The index of industrial production (IIP) for the month of August came in last week as a major disappointment as it was below expected figures. July IIP was cut down to 0.4 percent (by the Central Statistics Office) from a provisional forecast of 0.5 percent and August also did not fare better at 0.4 percent as well. The markets remained jittery with the announcement of the IIP figures. The assessment of the August IIP came as a huge disappointment to economists who were expecting a considerably more cheerful figure. The IIP is indicative of a shrink in the nation’s manufacturing output despite a number of schemes and campaigns undertaking by the government to boost manufacturing in the country (such as the Make In India campaign).
Manufacturing constitutes about 75 percent of the national IIP. A strong sales trend in the automobile sector and what looked like a revival in other core sectors had allowed for an anticipation of a much better IIP figure.The cumulative growth of IIP between April and August this fiscal year over the same period last year was estimated at about 2.8 percent. A strong first quarter of economic expansion has failed to culminate in a boost in consumer goods production in both July and August.
CPI – reason to cheer
The estimation of India’s September CPI (consumer price index) for inflation which was declared on October 13, 2014, however, brings much relief to the worried economists and to the people alike. The September CPI, pegged at 6.46 percent is at an all-time low. Indian economists started to determine the nation’s CPI since January 2012 and this has been the lowest since Lower food and fuel costs are the prime causes for a low CPI. The expected CPI level for September was at 7.2 percent. The current estimation has certainly provided cause for cheer in the nation. August 2014 CPI inflation rate has been revised to 7.73 percent from the previously computed provisional 7.8 percent.
In the urban regions of India, the consumer inflation for the month of September was estimated at 6.34 percent and in rural regions this figure stood at 6.68 percent. Last month, the consumer inflation of the urban and rural was 7.04 percent and 8.27 percent respectively. According to experts the CPI is likely to further go down in the next couple of months.
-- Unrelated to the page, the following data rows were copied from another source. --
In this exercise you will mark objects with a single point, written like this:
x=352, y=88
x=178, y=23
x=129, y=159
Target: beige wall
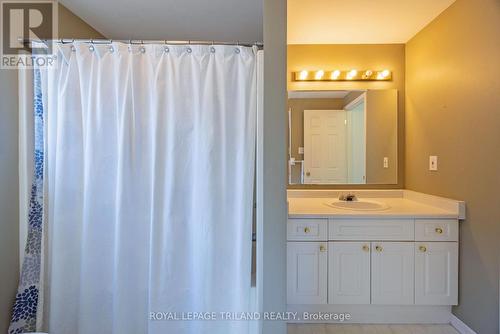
x=272, y=207
x=70, y=26
x=367, y=56
x=453, y=111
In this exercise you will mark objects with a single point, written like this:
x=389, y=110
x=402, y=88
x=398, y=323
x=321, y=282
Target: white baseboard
x=460, y=326
x=377, y=314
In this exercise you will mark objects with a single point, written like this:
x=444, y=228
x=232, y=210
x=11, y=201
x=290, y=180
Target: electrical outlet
x=433, y=162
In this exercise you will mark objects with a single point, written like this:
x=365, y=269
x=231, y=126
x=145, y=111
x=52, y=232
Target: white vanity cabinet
x=349, y=272
x=392, y=273
x=372, y=261
x=306, y=272
x=436, y=273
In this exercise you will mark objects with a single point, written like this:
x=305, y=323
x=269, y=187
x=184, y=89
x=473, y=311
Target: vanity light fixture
x=352, y=74
x=346, y=75
x=303, y=75
x=335, y=75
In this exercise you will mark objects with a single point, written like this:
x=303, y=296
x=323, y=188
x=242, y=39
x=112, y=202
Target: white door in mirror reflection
x=325, y=155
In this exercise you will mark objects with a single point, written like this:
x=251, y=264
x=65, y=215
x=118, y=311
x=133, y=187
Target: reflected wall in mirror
x=343, y=137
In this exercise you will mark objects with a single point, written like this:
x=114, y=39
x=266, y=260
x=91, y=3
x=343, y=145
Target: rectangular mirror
x=343, y=137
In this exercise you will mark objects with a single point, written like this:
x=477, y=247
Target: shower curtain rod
x=260, y=45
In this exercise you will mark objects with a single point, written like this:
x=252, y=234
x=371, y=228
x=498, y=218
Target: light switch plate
x=433, y=162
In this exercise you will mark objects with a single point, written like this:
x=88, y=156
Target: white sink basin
x=359, y=205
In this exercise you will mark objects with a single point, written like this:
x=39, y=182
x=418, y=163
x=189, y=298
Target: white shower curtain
x=149, y=183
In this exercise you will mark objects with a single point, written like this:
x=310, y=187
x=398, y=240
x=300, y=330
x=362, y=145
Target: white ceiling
x=359, y=21
x=221, y=20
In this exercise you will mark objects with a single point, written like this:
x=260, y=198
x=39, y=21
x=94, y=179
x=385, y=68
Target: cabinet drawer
x=371, y=229
x=307, y=229
x=436, y=230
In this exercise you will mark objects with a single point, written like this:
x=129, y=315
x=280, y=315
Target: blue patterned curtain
x=24, y=312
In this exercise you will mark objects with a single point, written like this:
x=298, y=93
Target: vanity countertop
x=408, y=205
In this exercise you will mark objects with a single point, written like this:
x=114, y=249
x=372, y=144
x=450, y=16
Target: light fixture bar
x=346, y=75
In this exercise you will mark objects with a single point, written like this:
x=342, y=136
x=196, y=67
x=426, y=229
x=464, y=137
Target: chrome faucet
x=348, y=198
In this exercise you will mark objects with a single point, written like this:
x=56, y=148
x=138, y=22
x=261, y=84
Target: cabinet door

One of the major reasons for the scale down of the CPI is the steady fall of crude prices. Brent crude prices dropped to about a 4-year low last week and costs reached about USD 89.46 a barrel for November settlement. This is bound to have impacted retail costs as India imports about 80 percent of its crude requirements.
Wholesale Price Index (WPI) based inflation figures for the month of September dipped down to a five-year low of 2.38 percent. This is the lowest it has been since October 2009, and considerably lower than 3.74 percent from August 2014. Tough WPI is no longer considered the main index for inflation computation, combined with CPI figures the WPI indicates a paradigm shift in the inflation battle. The WPI figure for July has been revised to 5.41 percent from 5.19 percent. In a statement to the nation, Indian Finance Minister Mr. Arun Jaitley said, “We are committed to continuing reforms in food markets, which will improve supply responses and keep inflation low and stable.” The announcement of the WPI-based inflation estimates sent most banking shares up by about 4 percent.
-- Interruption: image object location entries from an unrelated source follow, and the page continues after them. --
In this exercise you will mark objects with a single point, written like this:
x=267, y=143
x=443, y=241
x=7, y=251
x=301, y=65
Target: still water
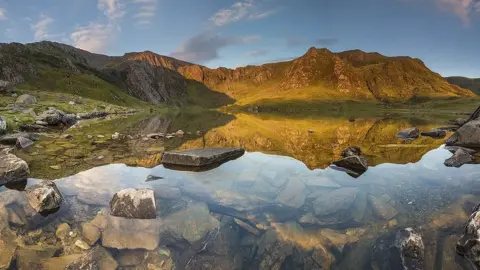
x=280, y=206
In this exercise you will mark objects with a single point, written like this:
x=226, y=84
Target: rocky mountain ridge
x=318, y=74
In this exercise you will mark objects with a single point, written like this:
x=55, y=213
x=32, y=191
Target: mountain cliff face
x=319, y=74
x=467, y=83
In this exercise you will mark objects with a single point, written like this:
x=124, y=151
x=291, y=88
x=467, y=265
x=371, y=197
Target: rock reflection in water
x=257, y=212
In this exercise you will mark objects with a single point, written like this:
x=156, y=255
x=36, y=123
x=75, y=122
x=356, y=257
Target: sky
x=445, y=34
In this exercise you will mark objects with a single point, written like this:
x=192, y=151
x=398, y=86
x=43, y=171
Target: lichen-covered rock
x=409, y=133
x=410, y=244
x=134, y=203
x=12, y=168
x=460, y=158
x=97, y=258
x=44, y=196
x=467, y=136
x=26, y=100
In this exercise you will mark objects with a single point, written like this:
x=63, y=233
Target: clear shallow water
x=264, y=211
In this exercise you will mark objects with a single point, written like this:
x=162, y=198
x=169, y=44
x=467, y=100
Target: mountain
x=318, y=75
x=467, y=83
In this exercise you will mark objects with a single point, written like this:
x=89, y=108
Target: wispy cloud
x=113, y=9
x=256, y=53
x=94, y=37
x=239, y=11
x=205, y=46
x=3, y=14
x=146, y=11
x=40, y=28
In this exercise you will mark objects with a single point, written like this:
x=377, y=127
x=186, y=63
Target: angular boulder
x=26, y=100
x=97, y=258
x=12, y=168
x=23, y=142
x=436, y=134
x=44, y=197
x=410, y=245
x=3, y=125
x=409, y=133
x=134, y=203
x=467, y=136
x=201, y=157
x=460, y=158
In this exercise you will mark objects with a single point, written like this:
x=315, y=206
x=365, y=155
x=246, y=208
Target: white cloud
x=146, y=11
x=461, y=8
x=239, y=11
x=3, y=14
x=41, y=28
x=93, y=37
x=113, y=9
x=205, y=46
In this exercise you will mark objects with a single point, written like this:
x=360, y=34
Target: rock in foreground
x=44, y=197
x=409, y=133
x=467, y=136
x=460, y=158
x=12, y=168
x=201, y=157
x=134, y=203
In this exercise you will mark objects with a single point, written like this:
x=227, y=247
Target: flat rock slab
x=201, y=157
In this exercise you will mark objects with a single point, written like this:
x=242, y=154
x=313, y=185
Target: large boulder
x=134, y=203
x=3, y=125
x=12, y=168
x=410, y=244
x=409, y=133
x=44, y=197
x=26, y=100
x=460, y=158
x=467, y=136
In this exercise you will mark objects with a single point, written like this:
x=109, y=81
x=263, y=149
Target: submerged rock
x=44, y=196
x=12, y=168
x=201, y=157
x=467, y=136
x=97, y=258
x=460, y=158
x=409, y=133
x=134, y=203
x=436, y=133
x=26, y=100
x=23, y=142
x=410, y=244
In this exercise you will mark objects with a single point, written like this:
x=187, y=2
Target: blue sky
x=445, y=34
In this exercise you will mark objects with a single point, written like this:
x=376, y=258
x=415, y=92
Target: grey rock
x=134, y=203
x=411, y=247
x=409, y=133
x=201, y=157
x=467, y=136
x=335, y=201
x=26, y=100
x=44, y=196
x=12, y=168
x=459, y=158
x=97, y=258
x=3, y=125
x=436, y=133
x=23, y=142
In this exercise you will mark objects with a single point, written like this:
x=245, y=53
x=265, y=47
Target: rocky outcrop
x=467, y=136
x=134, y=203
x=26, y=100
x=44, y=197
x=409, y=134
x=12, y=168
x=459, y=158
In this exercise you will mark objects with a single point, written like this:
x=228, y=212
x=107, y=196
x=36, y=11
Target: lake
x=279, y=206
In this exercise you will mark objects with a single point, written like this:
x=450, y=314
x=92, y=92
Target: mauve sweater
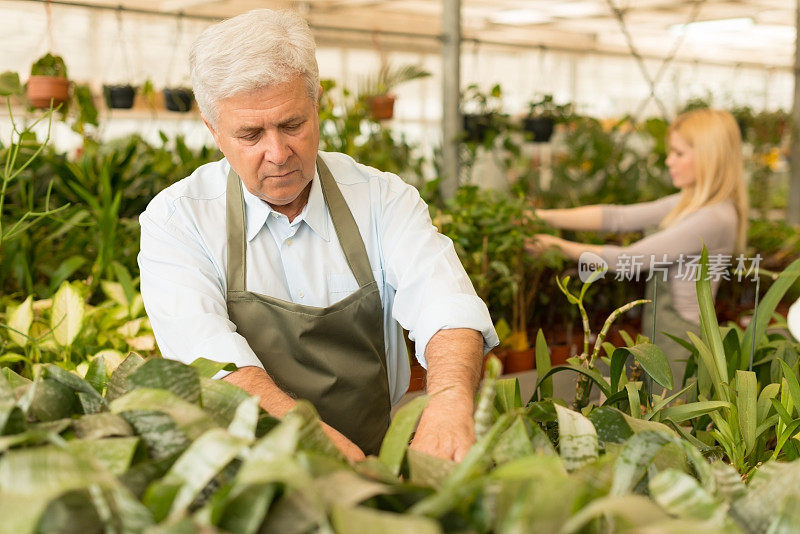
x=673, y=249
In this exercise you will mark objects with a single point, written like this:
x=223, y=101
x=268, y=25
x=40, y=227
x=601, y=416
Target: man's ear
x=212, y=130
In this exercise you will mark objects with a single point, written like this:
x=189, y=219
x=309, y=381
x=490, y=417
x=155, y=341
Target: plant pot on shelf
x=541, y=128
x=381, y=107
x=476, y=126
x=119, y=96
x=41, y=90
x=178, y=99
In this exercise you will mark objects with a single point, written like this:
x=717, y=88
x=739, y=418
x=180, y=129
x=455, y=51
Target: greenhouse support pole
x=451, y=86
x=793, y=211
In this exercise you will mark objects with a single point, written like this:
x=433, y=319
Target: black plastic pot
x=540, y=127
x=476, y=126
x=119, y=96
x=178, y=99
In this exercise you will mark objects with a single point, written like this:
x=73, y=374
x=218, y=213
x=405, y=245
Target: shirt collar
x=315, y=212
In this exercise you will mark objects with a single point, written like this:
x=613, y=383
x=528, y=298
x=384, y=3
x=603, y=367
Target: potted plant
x=48, y=82
x=178, y=99
x=119, y=96
x=542, y=117
x=377, y=90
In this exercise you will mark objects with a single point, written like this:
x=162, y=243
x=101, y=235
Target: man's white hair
x=257, y=49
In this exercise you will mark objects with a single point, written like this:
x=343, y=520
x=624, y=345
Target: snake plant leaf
x=53, y=400
x=747, y=406
x=101, y=425
x=395, y=443
x=75, y=383
x=161, y=435
x=637, y=454
x=245, y=420
x=191, y=419
x=169, y=375
x=361, y=520
x=221, y=399
x=67, y=314
x=543, y=365
x=118, y=383
x=208, y=368
x=577, y=438
x=634, y=510
x=114, y=454
x=766, y=307
x=195, y=468
x=708, y=320
x=346, y=488
x=513, y=443
x=427, y=470
x=681, y=495
x=96, y=375
x=727, y=481
x=508, y=395
x=246, y=512
x=19, y=322
x=685, y=412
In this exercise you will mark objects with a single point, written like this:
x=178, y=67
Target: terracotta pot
x=518, y=361
x=42, y=89
x=418, y=375
x=381, y=107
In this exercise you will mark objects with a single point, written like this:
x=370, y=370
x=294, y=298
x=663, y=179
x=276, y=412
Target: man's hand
x=350, y=450
x=446, y=428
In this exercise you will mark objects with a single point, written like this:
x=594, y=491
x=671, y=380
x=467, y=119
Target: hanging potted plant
x=48, y=82
x=178, y=99
x=119, y=96
x=542, y=117
x=377, y=90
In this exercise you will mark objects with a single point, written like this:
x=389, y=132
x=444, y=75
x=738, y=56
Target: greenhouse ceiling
x=731, y=31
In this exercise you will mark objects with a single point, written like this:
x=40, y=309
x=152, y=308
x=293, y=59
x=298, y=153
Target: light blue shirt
x=183, y=260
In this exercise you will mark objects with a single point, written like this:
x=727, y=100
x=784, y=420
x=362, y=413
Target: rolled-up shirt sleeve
x=433, y=291
x=184, y=295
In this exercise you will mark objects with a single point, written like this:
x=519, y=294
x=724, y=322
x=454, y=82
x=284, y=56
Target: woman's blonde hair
x=718, y=168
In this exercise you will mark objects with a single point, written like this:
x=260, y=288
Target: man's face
x=270, y=137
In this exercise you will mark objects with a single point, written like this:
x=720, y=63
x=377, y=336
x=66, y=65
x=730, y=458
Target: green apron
x=332, y=356
x=668, y=320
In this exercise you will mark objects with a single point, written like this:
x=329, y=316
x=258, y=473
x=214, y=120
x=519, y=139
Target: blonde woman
x=705, y=163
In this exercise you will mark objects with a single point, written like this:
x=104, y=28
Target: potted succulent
x=377, y=90
x=48, y=82
x=178, y=99
x=542, y=117
x=119, y=96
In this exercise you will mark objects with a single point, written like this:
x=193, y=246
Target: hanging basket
x=42, y=89
x=381, y=107
x=178, y=99
x=119, y=96
x=540, y=127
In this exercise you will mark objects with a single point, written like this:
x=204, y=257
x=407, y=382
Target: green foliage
x=49, y=65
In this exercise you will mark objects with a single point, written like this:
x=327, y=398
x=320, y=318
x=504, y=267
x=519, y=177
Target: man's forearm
x=256, y=381
x=454, y=362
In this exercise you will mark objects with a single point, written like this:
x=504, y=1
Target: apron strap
x=346, y=228
x=237, y=240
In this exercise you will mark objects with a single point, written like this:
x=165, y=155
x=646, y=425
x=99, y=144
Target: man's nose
x=276, y=150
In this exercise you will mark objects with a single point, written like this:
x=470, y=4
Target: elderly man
x=301, y=266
Food inflation has been one of the nation’s biggest battles of modern times. According to news reports, the overall food inflation computed on the basis of CPI fell from 9.35 percent in August to 7.67 percent in September. It is a sharp decline from 11.75 percent in September 2013. The vegetable price inflation registered a significantly lower ratio in comparison with August figures – it was pegged at 8.59 percent in September while August was 15.15 percent. Fruit price inflation, though not as low as the vegetable basket, was slightly lower than August – it went from 24.27 percent to 22.4 percent. While the prices of protein such as eggs, fish, and meat did rise, they did not rise as much as they did in August. Falling prices of fruits and vegetables just ahead of the Diwali season should give the common man ample reason to cheer.
Will RBI initiate a rate cut?
Given the current CPI estimates, the one question that has been resounding from all quarters is ‘Will RBI initiate a rate cut?’ The Indian central bank will be in no hurry to cut down rates or drastically modify its credit policy, if experts are to be believed. The Reserve Bank is likely to be patient and it is too early to initiate rate cuts anytime soon. Earlier this month, RBI Governor, Mr. Raghuram Rajan announced that the central bank would keep the repo rate (currently 8 percent), reverse repo rate (7 percent), the cash reserve ratio (4 percent), and teh standard liquidity ratio (22 percent) unchanged. The RBI is likely to review the rates again at the end of the quarter or earlier if deeded urgent.
The RBI has announced its intentions to steadily work towards curbing the consumer price index (CPI) inflation; its intended targets are about 8 percent by January 2015 and 6 percent in the longer run. While the January target now seems quite within reach, the country might yet need an effort to reach the 6 percent target. According to the RBI, the inflation vs. growth rate dilemma can only be solved by the government’s efforts to increase investments, particularly foreign investments into the economy.